In 2018, Sweden introduced a beneficial tax treatment of stock options to employees of small and newly started companies, the so-called qualified employee stock options (QESO). In short, the rules allow options to vest and exercise into shares without triggering taxable salary income and without a social security impact on the company. Instead, the full increase in the value is taxed as capital income at a future disposal of the shares. These rules have been updated as of 1 January 2022 and there are three adjustments made that should be highlighted, these are: i) larger companies are now in scope; ii) QESO may be provided through issuing of a warrant immediately converted to a share at exercise; and iii) board members are now in scope. The latter being the most exciting change and the main subject of this article.

Extended scope

The adjusted rules are applicable to companies with less than 150 employees and with a net turnover or a balance sheet total not exceeding SEK 280 million. As before, the business may not have been conducted for more than 10 years and must not be listed on a regulated market within or outside of the European Economic Area (EEA), which still limits the applicability. It is important to note in this context that the rules do not apply to each separate company but to a group. The increased thresholds may, however, mean that the rules may apply largely to companies listed on a market place that does not qualify as a regulated market. 

Provision through warrants

The rules have proven to be rarely applicable and uncertainties with respect to the legal commitment by the employer have caused companies to deliver the QESOs through issuing of warrants in accordance with a ruling by the Supreme Administrative Court, which, as of 1 January 2022, has been implemented into local law.
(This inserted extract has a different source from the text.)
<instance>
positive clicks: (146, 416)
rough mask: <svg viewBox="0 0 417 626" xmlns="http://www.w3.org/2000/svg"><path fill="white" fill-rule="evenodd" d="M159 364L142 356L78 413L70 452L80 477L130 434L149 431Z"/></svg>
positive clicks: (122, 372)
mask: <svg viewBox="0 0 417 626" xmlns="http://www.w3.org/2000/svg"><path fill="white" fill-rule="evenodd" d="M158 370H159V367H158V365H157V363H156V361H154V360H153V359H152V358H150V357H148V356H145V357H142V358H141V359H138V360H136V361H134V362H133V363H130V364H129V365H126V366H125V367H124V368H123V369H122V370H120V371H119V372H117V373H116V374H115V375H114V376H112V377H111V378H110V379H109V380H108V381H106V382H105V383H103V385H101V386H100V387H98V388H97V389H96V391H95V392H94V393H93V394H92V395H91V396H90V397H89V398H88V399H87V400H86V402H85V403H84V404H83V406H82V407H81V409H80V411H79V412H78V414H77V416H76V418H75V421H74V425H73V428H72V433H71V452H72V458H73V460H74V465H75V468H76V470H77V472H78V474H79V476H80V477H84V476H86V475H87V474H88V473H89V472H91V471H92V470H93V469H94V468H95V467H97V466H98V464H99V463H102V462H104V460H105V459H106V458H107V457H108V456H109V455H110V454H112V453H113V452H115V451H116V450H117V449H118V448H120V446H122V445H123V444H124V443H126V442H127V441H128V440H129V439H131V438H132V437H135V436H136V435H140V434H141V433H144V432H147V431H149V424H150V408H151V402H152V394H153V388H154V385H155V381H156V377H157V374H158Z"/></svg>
Applicable also to board members

As from 1 January 2022, Sweden has not only increased the thresholds for the rules on QESO to apply and facilitated the delivery of the same, but also allowed the issue of QESO to board members. This is a welcome and valuable change, as Sweden needs to attract and retain competent boards. This is essential to all companies but not least to the smaller and newly started companies covered by the rules. Considering the huge delta between the tax on salary income and capital income in Sweden, we have seen difficulties over the years attracting competent boards as investments made are first and foremost allocated to the building of the business rather than the salaries and board fees. Consequently, board members of Swedish startups have had to accept compensation in the form of future and potential income from securities.

However, to qualify for QESO, a board member has to earn a minimum compensation, a minimum board fee from the company, during the vesting period, i.e., in the period between the provision of the QESO and the date when the QESO is exercised into a share. The minimum fee is 1.5 income base amounts, which is approximately SEK 100,000. This is in line with the requirement for an employee even if the minimum compensation for an employee is 13 income base amounts, i.e., approximately SEK 920,000. A holder of QESO who has taken on positions as both board member and employee, is considered as an employee in this regard. The difficulties start when the company has successfully recruited a board member who it, during the vesting period, decides to employ. It is not clear from the rules whether it is allowed to apply the higher minimum level to the portion of the vesting period when the individual is actually employed. It is clear that if an individual has dual functions, the minimum level for an employee is applicable but applying the higher minimum level of an employee to an individual who shifts a position as a board member into employment during the vesting period would require substantial salary payments to cover for a lower compensation as a board member. In our view, this lack of clarity could be discriminatory and not in the best interest of a growing company, the target of the rules, which opts to employ a former board member who has already been granted QESO.

Even though the changes implemented as of 1 January 2022 are beneficial and increased the applicability of the rules in a positive way, the rules are still complex and each separate issue should be carefully assessed.